Elasticsearch cosine similarity query question

Hi there, I'm currently working on a face recognition project using Elasticsearch. I can't seem to get a working query for matching two datasets with each other. My most recent attempt is shown below the mapping. I was hoping to get some help here.

I have an index called face_recognition (mapping below). What I want to accomplish with the query is the following;

  • Filter by term: dataset = input/test.
  • For all filtered documents, find the top match of another dataset (filter the same index based on dataset = input/celebs) using the cosineSimilarity function with the face_embedding values of both documents.
  • Show the top matching document from input/celebs for each document from input/test in the response

Please let me know if you need additional information or a more detailed explanation.

Mapping

{
	"face_recognition": {
		"mappings": {
			"dynamic": "false",
			"properties": {
				"bottom_right": {
					"type": "point"
				},
				"dataset": {
					"type": "keyword"
				},
				"face_embedding": {
					"type": "dense_vector",
					"dims": 128,
					"index": true,
					"similarity": "l2_norm"
				},
				"file_name": {
					"type": "keyword"
				},
				"height": {
					"type": "integer"
				},
				"top_left": {
					"type": "point"
				},
				"width": {
					"type": "integer"
				}
			}
		}
	}
}

Non-working query

{
	"query": {
		"bool": {
			"must": [
				{
					"match": {
						"dataset": "input/test"
					}
				}
			],
			"should": [
				{
					"script_score": {
						"query": {
							"match": {
								"dataset": "input/celebs"
							}
						},
						"script": {
							"source": "cosineSimilarity(params.query_vector, doc['face_embedding']) + 1.0",
							"params": {
								"query_vector": {
									"dataset": "input/test",
									"face_embedding": {
										"type": "dense_vector",
										"dims": 128,
										"index": true,
										"similarity": "l2_norm"
									}
								}
							}
						}
					}
				}
			]
		}
	},
	"sort": [
		{
			"_score": {
				"order": "desc"
			}
		}
	]
}

ES instance info

{
	"name": "8ebe152fb75a",
	"cluster_name": "docker-cluster",
	"cluster_uuid": "ufSwSRHlQt2HHUtZccdhfw",
	"version": {
		"number": "8.5.3",
		"build_flavor": "default",
		"build_type": "docker",
		"build_hash": "4ed5ee9afac63de92ec98f404ccbed7d3ba9584e",
		"build_date": "2022-12-05T18:22:22.226119656Z",
		"build_snapshot": false,
		"lucene_version": "9.4.2",
		"minimum_wire_compatibility_version": "7.17.0",
		"minimum_index_compatibility_version": "7.0.0"
	},
	"tagline": "You Know, for Search"
}

Hey @ward ,

Your query doesn't really make sense to me. So I need some clarification.

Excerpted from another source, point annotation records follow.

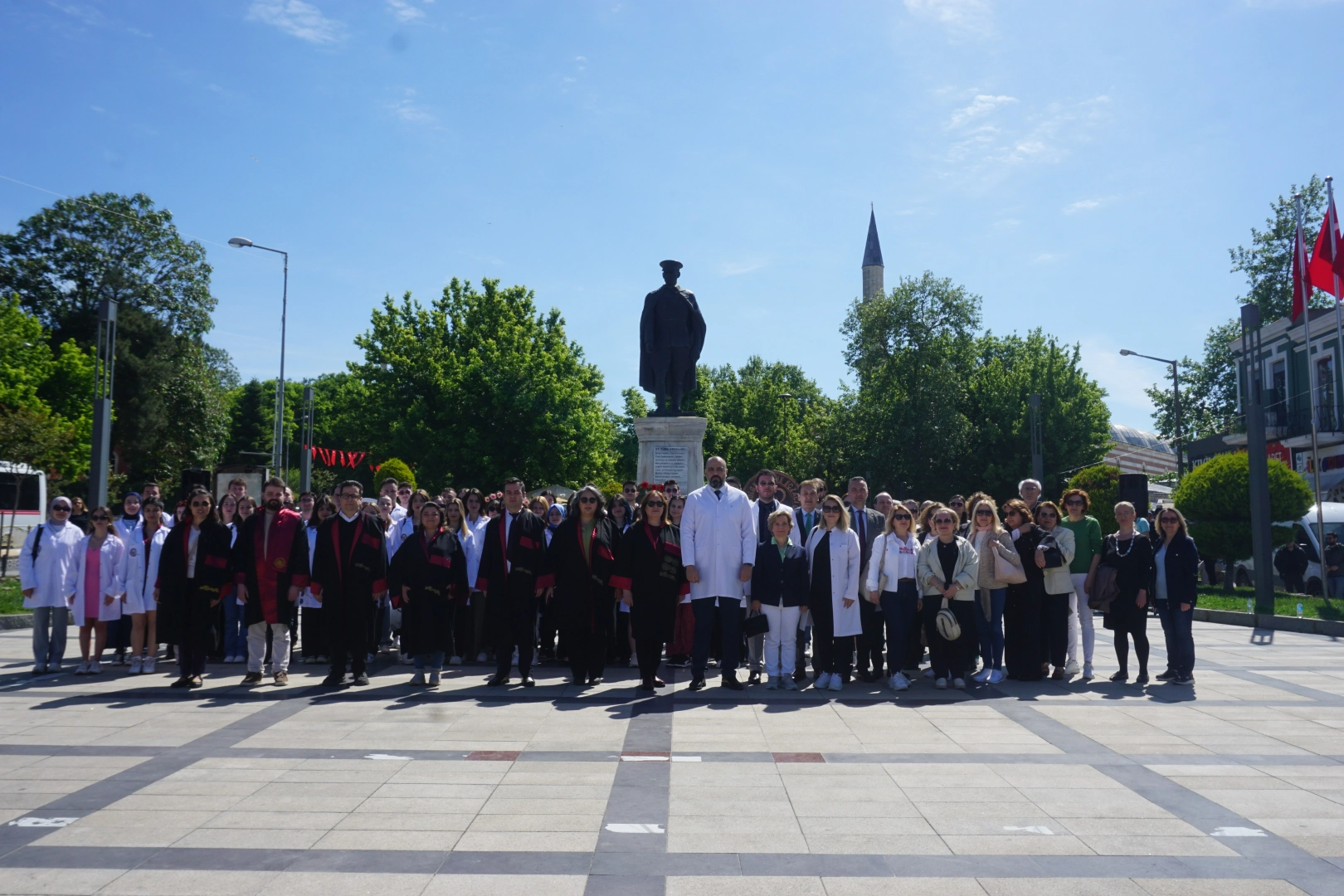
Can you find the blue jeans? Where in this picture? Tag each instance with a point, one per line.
(992, 631)
(436, 661)
(730, 624)
(899, 609)
(49, 650)
(236, 633)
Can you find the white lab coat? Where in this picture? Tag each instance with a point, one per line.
(845, 577)
(110, 579)
(56, 557)
(718, 536)
(140, 568)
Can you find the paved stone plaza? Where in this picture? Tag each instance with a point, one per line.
(1233, 789)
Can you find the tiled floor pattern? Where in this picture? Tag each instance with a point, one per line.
(1235, 787)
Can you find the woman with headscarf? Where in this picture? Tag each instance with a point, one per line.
(429, 574)
(582, 555)
(652, 582)
(194, 577)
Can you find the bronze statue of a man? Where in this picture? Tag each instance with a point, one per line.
(671, 338)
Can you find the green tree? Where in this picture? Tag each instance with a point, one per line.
(1101, 483)
(481, 386)
(63, 261)
(753, 427)
(1215, 499)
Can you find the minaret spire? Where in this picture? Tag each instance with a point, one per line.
(873, 269)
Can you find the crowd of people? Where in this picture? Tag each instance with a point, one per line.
(713, 579)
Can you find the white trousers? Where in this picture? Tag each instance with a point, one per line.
(279, 646)
(1081, 617)
(782, 641)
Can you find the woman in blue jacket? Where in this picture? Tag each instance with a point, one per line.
(1176, 577)
(780, 594)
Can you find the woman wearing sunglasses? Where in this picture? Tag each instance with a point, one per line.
(891, 578)
(194, 577)
(997, 561)
(947, 571)
(97, 589)
(834, 559)
(650, 579)
(582, 555)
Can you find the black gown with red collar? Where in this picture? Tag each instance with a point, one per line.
(583, 596)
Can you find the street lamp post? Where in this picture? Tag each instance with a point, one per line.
(1181, 442)
(279, 436)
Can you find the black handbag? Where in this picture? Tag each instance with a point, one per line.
(752, 626)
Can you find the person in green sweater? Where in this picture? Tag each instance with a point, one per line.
(1083, 568)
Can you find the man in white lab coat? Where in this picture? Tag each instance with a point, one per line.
(718, 548)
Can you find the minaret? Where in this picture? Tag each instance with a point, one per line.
(873, 284)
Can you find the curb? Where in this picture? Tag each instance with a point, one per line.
(1265, 621)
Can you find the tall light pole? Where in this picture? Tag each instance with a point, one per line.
(279, 444)
(1181, 445)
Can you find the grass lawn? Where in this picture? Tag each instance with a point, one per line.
(1285, 605)
(10, 598)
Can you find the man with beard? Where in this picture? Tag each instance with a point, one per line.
(270, 566)
(514, 574)
(350, 574)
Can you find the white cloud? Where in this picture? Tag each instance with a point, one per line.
(980, 106)
(972, 17)
(299, 19)
(405, 11)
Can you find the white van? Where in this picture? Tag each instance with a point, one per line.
(1307, 538)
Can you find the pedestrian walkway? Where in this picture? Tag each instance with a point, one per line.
(1235, 787)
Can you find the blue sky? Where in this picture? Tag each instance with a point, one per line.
(1082, 167)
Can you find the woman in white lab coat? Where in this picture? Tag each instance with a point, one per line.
(834, 559)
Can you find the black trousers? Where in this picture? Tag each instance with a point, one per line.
(587, 652)
(1022, 631)
(1054, 629)
(869, 642)
(514, 627)
(650, 655)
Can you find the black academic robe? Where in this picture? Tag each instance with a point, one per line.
(583, 594)
(435, 571)
(648, 563)
(269, 572)
(348, 572)
(186, 616)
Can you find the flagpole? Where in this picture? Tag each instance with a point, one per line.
(1305, 285)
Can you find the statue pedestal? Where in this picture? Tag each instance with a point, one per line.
(671, 448)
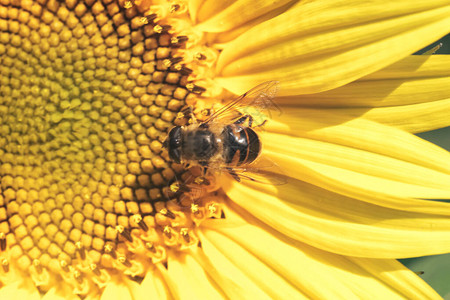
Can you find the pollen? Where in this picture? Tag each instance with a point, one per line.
(88, 91)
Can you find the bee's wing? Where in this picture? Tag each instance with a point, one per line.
(263, 170)
(260, 97)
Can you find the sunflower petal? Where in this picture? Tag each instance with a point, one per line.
(320, 45)
(412, 94)
(362, 169)
(190, 280)
(226, 15)
(397, 275)
(414, 118)
(413, 80)
(19, 291)
(301, 264)
(54, 294)
(123, 289)
(340, 224)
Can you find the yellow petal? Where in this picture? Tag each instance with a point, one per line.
(414, 118)
(122, 289)
(398, 276)
(272, 283)
(226, 15)
(231, 278)
(412, 94)
(154, 286)
(340, 224)
(54, 294)
(321, 125)
(190, 280)
(349, 165)
(312, 48)
(303, 266)
(414, 66)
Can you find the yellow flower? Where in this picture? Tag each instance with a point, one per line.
(90, 88)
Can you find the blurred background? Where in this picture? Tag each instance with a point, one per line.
(436, 268)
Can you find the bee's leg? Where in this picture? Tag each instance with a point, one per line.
(233, 174)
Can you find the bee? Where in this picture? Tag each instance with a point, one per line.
(227, 139)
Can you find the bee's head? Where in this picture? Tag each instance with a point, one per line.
(173, 144)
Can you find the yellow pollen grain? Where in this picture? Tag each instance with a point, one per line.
(89, 90)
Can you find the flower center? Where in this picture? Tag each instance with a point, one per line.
(88, 92)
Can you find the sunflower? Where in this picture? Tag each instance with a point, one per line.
(92, 207)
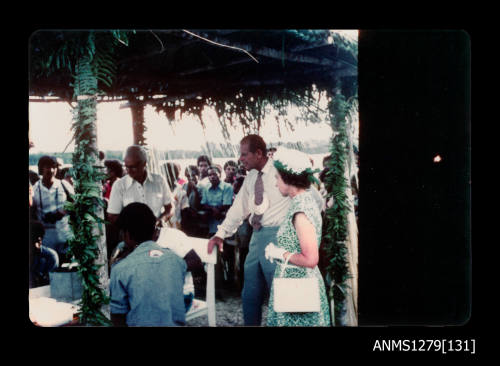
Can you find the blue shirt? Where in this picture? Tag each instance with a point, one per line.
(147, 285)
(218, 196)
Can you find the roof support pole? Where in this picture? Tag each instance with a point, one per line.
(88, 244)
(338, 242)
(138, 123)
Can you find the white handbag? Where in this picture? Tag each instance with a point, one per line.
(296, 295)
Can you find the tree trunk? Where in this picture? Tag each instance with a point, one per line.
(138, 123)
(86, 153)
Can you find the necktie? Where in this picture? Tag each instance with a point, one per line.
(259, 197)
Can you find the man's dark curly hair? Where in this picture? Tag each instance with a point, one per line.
(255, 142)
(299, 181)
(138, 219)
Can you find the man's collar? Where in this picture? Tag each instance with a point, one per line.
(129, 180)
(218, 185)
(268, 166)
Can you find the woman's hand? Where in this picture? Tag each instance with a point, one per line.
(273, 252)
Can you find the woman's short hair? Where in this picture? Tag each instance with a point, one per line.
(255, 142)
(296, 180)
(191, 169)
(46, 161)
(138, 153)
(138, 219)
(215, 167)
(203, 158)
(230, 163)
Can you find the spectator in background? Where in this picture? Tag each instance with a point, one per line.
(140, 185)
(216, 200)
(179, 195)
(114, 172)
(42, 259)
(241, 171)
(34, 177)
(203, 163)
(146, 284)
(270, 152)
(180, 180)
(65, 174)
(189, 216)
(49, 198)
(230, 168)
(101, 156)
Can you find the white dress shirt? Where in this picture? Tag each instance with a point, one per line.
(48, 199)
(242, 206)
(154, 192)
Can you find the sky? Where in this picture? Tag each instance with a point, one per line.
(50, 129)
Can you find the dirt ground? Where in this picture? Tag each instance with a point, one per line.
(228, 311)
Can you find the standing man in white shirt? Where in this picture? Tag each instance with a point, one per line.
(139, 185)
(260, 199)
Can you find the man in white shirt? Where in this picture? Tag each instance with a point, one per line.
(266, 214)
(139, 185)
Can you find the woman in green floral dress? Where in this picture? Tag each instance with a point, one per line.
(299, 237)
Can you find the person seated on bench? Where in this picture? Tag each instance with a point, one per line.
(146, 284)
(42, 259)
(178, 242)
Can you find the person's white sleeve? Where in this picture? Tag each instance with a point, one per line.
(238, 212)
(184, 200)
(61, 198)
(175, 240)
(167, 194)
(115, 204)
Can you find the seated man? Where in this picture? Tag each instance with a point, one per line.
(42, 259)
(146, 285)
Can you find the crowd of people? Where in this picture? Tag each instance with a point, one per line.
(268, 205)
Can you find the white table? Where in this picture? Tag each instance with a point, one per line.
(45, 311)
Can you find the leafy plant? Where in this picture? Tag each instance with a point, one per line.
(89, 58)
(335, 224)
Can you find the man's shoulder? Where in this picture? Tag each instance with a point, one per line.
(226, 186)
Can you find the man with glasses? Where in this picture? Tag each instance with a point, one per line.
(139, 185)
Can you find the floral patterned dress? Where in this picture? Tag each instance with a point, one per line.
(288, 240)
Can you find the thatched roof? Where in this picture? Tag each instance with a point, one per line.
(187, 69)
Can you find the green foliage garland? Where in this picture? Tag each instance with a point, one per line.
(335, 224)
(89, 58)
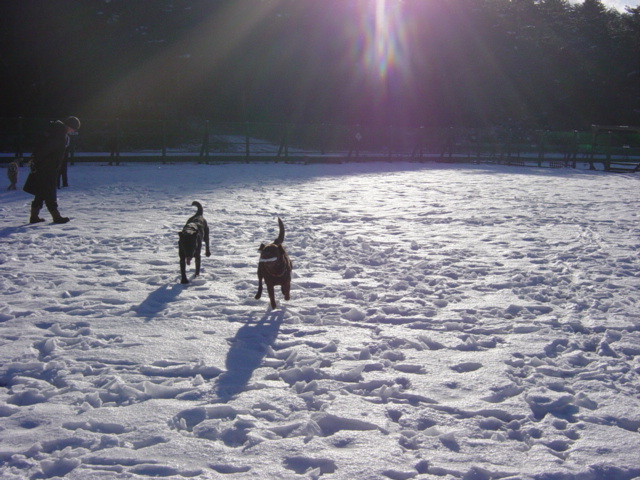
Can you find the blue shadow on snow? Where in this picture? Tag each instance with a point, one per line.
(248, 348)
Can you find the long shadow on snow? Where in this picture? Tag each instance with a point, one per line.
(157, 301)
(248, 348)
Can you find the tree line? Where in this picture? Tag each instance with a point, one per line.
(536, 63)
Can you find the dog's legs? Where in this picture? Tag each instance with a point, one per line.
(259, 294)
(207, 252)
(183, 270)
(286, 288)
(197, 264)
(272, 295)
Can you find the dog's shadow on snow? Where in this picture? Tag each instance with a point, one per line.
(158, 300)
(248, 348)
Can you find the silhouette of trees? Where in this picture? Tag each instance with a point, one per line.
(544, 63)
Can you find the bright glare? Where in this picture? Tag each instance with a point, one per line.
(383, 32)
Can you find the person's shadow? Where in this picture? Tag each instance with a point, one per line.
(248, 348)
(157, 301)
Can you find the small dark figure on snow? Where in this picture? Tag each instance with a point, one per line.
(12, 174)
(46, 162)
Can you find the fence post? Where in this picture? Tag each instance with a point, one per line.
(284, 142)
(247, 147)
(204, 150)
(607, 163)
(19, 138)
(575, 148)
(164, 140)
(355, 142)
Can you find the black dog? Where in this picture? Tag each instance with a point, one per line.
(190, 243)
(275, 267)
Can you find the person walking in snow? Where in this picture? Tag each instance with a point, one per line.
(46, 162)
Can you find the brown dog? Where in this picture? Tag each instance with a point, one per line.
(275, 267)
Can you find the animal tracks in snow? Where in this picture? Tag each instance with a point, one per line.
(458, 323)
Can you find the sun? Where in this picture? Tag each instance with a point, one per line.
(384, 31)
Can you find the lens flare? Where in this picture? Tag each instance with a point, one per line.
(383, 30)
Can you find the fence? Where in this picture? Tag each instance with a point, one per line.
(173, 140)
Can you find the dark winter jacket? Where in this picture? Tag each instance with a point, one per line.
(48, 157)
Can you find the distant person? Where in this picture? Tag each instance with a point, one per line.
(47, 159)
(63, 179)
(12, 174)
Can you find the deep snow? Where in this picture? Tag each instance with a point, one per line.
(446, 322)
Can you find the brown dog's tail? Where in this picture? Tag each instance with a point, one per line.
(280, 239)
(197, 204)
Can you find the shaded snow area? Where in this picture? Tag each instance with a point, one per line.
(445, 322)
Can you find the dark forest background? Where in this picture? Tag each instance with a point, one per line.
(539, 63)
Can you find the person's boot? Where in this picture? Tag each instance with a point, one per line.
(34, 218)
(57, 218)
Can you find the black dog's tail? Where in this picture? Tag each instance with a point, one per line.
(280, 239)
(197, 204)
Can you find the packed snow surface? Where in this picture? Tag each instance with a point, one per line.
(445, 322)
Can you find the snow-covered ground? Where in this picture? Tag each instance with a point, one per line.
(446, 322)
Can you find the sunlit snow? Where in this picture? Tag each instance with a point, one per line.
(445, 322)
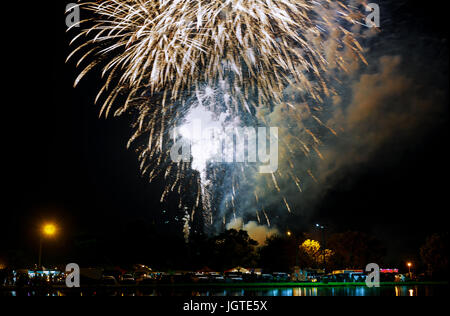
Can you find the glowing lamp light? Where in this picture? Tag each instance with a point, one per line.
(49, 230)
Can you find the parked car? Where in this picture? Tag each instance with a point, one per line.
(216, 277)
(127, 279)
(281, 276)
(267, 277)
(109, 280)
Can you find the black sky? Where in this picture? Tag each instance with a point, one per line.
(64, 163)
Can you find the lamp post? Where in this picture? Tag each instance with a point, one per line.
(48, 230)
(409, 264)
(324, 243)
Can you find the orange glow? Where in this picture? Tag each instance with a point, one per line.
(49, 230)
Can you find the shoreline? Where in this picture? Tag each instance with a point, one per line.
(221, 285)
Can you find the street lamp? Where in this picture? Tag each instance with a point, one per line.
(324, 243)
(48, 230)
(409, 264)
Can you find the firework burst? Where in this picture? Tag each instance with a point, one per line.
(159, 58)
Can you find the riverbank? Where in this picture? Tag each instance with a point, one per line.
(226, 285)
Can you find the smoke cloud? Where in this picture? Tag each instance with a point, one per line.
(256, 232)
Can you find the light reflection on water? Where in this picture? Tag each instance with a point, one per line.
(252, 292)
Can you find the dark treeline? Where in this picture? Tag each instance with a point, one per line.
(165, 250)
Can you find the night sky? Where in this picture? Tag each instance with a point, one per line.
(65, 164)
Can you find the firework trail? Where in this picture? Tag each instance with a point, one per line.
(160, 59)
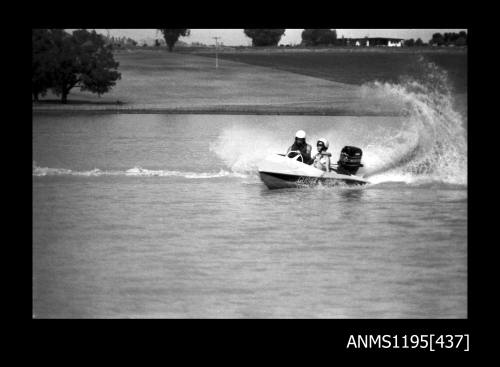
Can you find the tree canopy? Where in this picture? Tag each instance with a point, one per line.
(264, 37)
(172, 36)
(62, 61)
(315, 37)
(451, 38)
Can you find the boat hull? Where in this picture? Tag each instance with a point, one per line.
(280, 181)
(279, 172)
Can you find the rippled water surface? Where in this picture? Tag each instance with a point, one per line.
(164, 216)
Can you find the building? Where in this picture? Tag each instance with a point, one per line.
(375, 42)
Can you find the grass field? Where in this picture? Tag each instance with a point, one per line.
(358, 67)
(253, 82)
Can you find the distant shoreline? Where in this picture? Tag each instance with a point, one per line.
(233, 110)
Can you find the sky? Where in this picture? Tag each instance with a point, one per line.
(236, 37)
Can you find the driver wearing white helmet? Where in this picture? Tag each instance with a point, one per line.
(301, 145)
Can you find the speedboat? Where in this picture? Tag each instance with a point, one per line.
(279, 171)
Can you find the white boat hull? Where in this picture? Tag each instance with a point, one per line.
(278, 172)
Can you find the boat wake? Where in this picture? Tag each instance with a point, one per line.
(428, 146)
(133, 172)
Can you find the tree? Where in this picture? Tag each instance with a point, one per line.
(42, 63)
(172, 36)
(264, 37)
(315, 37)
(437, 39)
(410, 42)
(81, 59)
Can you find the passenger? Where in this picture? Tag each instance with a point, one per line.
(301, 145)
(322, 159)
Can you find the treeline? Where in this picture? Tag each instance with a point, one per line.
(448, 39)
(62, 61)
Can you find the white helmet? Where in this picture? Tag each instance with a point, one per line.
(324, 141)
(301, 134)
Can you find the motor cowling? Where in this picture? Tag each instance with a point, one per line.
(350, 160)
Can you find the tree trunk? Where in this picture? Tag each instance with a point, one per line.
(64, 96)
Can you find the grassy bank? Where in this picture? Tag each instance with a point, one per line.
(249, 82)
(357, 65)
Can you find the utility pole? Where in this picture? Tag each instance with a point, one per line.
(216, 56)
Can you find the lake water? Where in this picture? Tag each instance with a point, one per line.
(165, 216)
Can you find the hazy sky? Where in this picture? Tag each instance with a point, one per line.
(236, 37)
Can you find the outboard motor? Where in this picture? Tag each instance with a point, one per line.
(349, 161)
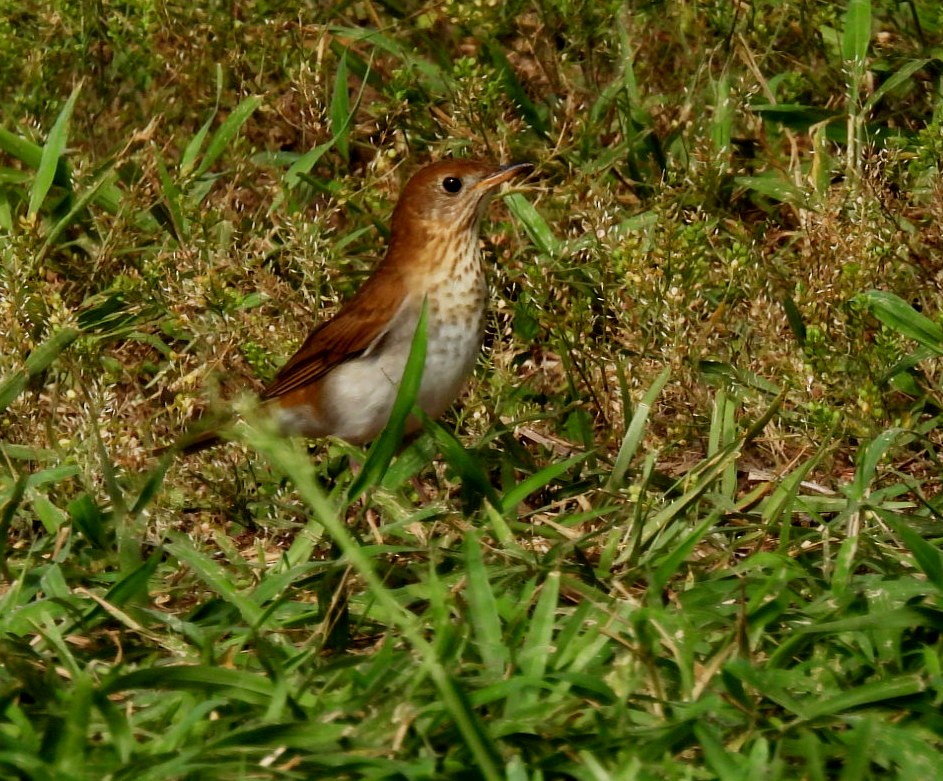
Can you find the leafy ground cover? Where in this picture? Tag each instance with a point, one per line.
(685, 523)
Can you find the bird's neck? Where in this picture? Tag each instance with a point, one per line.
(430, 255)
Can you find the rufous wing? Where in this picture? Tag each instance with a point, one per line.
(361, 322)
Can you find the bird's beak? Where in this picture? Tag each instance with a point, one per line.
(503, 174)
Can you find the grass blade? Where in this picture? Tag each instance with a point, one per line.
(51, 156)
(340, 110)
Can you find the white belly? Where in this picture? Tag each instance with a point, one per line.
(358, 395)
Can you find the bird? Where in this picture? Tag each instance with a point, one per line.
(343, 380)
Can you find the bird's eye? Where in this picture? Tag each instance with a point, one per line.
(451, 184)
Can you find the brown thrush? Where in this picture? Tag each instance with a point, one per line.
(344, 378)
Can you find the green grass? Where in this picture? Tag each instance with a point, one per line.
(684, 524)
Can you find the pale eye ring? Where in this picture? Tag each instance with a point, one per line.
(452, 184)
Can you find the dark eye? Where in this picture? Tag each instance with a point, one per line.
(452, 184)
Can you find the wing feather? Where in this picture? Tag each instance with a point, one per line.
(361, 322)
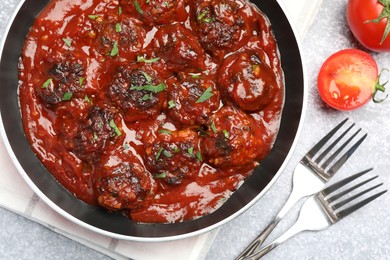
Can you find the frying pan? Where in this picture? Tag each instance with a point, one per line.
(118, 226)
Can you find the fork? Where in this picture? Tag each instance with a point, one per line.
(311, 175)
(324, 209)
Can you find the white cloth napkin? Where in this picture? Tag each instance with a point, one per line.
(17, 196)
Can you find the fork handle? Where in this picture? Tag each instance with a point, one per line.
(259, 240)
(295, 229)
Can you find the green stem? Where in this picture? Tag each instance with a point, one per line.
(379, 87)
(384, 14)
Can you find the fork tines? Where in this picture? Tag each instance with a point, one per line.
(332, 195)
(322, 156)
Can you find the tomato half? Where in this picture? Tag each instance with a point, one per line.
(347, 79)
(368, 20)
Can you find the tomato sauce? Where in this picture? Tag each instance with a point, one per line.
(155, 109)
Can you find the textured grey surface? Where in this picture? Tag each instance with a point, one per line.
(364, 235)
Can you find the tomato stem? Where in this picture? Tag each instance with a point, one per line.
(384, 14)
(379, 87)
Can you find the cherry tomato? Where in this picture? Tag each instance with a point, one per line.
(370, 23)
(348, 79)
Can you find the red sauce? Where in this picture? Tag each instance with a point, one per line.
(154, 109)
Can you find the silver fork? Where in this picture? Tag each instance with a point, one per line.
(324, 209)
(311, 175)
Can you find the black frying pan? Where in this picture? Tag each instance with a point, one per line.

Does the field dataset ever match both input/test AND input/celebs? Because that is what your query requires to find score any documents according to cosine.

Its saying, when field has get me individual documents where: dataset is input/test then if dataset is input/celebs as well, score the documents according to the cosineSimilarity of the query_vector and the stored vector.

Hey @BenTrent, thanks for your response.

No, the dataset field is a keyword field containing only e.g. input/test OR input/celebs OR input/whatever. Not multiple values, just a string with said values.

That's interesting since I acutally get some results from the query (see below).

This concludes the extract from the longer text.